Original comment by aaron.ma...@gmail.com on 1 Oct 2013 at 7:17

GoogleCodeExporter commented 8 years ago
Hello. I am new here and I am following this discussion. I will be deploying a 
web-based POS system that is currently in development as a beta test inside of 
a store this weekend, so for now I will be using jZebra in a controlled 
environment. I currently used Aaron's files, followed the install instructions, 
and it was successful. However I need it for the PDF-Renderer as well, as my 
POS system uses a label printer printed from a PHP-generated PDF in addition to 
a receipt printer. Arron if you can do the same thing for PDFRenderer-0.9.1.jar 
that will be great. (P.S. this is a much better alternative to downgrading 
Java, as I was about to do until I saw these posts)

-Alex

Original comment by alex.b...@gmail.com on 1 Oct 2013 at 7:26

GoogleCodeExporter commented 8 years ago
@Alex,

Here is what you requested with the required cert for the pdf render. hope this 
helps you

-Aaron

Original comment by aaron.ma...@gmail.com on 1 Oct 2013 at 7:48

Attachments:

GoogleCodeExporter commented 8 years ago
@Aaron

Thanks! Just to be safe I did install the certificates in the PDFRenderer.zip 
in addition to the ones in the jZebraCertJar.zip. Are these the same 
certificates? I am asking because I want to know if I would be able to step 
some steps next time I do this on another computer.

-Alex

Original comment by alex.b...@gmail.com on 1 Oct 2013 at 9:25

GoogleCodeExporter commented 8 years ago
You need both of them yes, i suppose i could combine them both, but that might 
take some more finagling on my part lol. If you want my recommendation, learn 
the Keytool function because it has an import tool , and with that you can 
write a script to auto import these and then you could use that to deploy to 1 
or 1,000 machines all at once. But for now, import both the certificates. I am 
not sure if Tres want's to add these files to the free version, if he does, 
then i can try and make one cert, but This is not my real job and I have many 
responsibilities lol, so we shall see.
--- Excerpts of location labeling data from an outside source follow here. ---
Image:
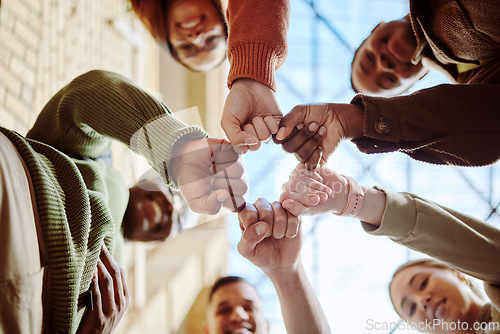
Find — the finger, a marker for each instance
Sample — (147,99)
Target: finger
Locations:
(272,124)
(251,237)
(114,271)
(124,293)
(294,143)
(306,185)
(248,216)
(310,145)
(250,129)
(209,204)
(293,225)
(234,203)
(334,180)
(314,161)
(225,154)
(265,211)
(295,130)
(261,128)
(294,207)
(96,293)
(306,199)
(280,220)
(236,135)
(290,120)
(238,187)
(234,170)
(303,174)
(106,288)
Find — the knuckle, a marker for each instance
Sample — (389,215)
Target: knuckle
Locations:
(288,147)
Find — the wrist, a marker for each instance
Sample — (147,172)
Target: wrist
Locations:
(181,148)
(354,201)
(281,274)
(374,207)
(352,120)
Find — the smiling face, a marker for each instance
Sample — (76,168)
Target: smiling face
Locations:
(382,65)
(236,308)
(148,216)
(421,294)
(196,32)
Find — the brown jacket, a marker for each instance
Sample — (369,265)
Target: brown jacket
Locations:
(447,124)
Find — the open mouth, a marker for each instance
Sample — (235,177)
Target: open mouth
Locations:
(191,23)
(439,310)
(241,331)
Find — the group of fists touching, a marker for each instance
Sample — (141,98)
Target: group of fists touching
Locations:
(211,175)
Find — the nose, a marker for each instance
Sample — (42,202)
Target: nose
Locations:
(425,303)
(386,63)
(239,314)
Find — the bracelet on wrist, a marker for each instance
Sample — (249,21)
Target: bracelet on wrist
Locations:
(354,199)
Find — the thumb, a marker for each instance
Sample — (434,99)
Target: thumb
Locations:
(209,204)
(251,237)
(289,121)
(236,135)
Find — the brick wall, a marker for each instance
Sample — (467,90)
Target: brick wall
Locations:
(46,43)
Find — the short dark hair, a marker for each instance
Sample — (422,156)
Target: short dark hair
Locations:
(225,281)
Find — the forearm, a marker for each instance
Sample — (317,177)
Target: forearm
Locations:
(98,105)
(469,244)
(446,124)
(257,39)
(300,306)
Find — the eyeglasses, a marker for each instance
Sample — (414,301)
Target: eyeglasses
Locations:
(186,49)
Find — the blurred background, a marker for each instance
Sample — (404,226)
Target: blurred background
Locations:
(46,43)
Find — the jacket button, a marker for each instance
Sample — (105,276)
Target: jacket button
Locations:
(383,125)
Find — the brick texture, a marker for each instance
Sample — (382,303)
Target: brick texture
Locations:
(46,43)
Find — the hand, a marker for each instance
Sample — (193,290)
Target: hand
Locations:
(305,142)
(209,174)
(149,213)
(311,193)
(110,297)
(251,114)
(342,121)
(271,237)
Glad this worked for you though!

-Aaron

Original comment by aaron.ma...@gmail.com on 1 Oct 2013 at 9:50

GoogleCodeExporter commented 8 years ago
@Aaron,

> I am not sure if Tres want's to add these files to the free version

I use NetBeans + ANT to do my signing with the project's bundled keystore.  I 
will attempt to export the certificate from the existing keystore tonight to 
provide this same functionality as you've illustrated.  If it works, I'll offer 
the certificate that matches in the downloads.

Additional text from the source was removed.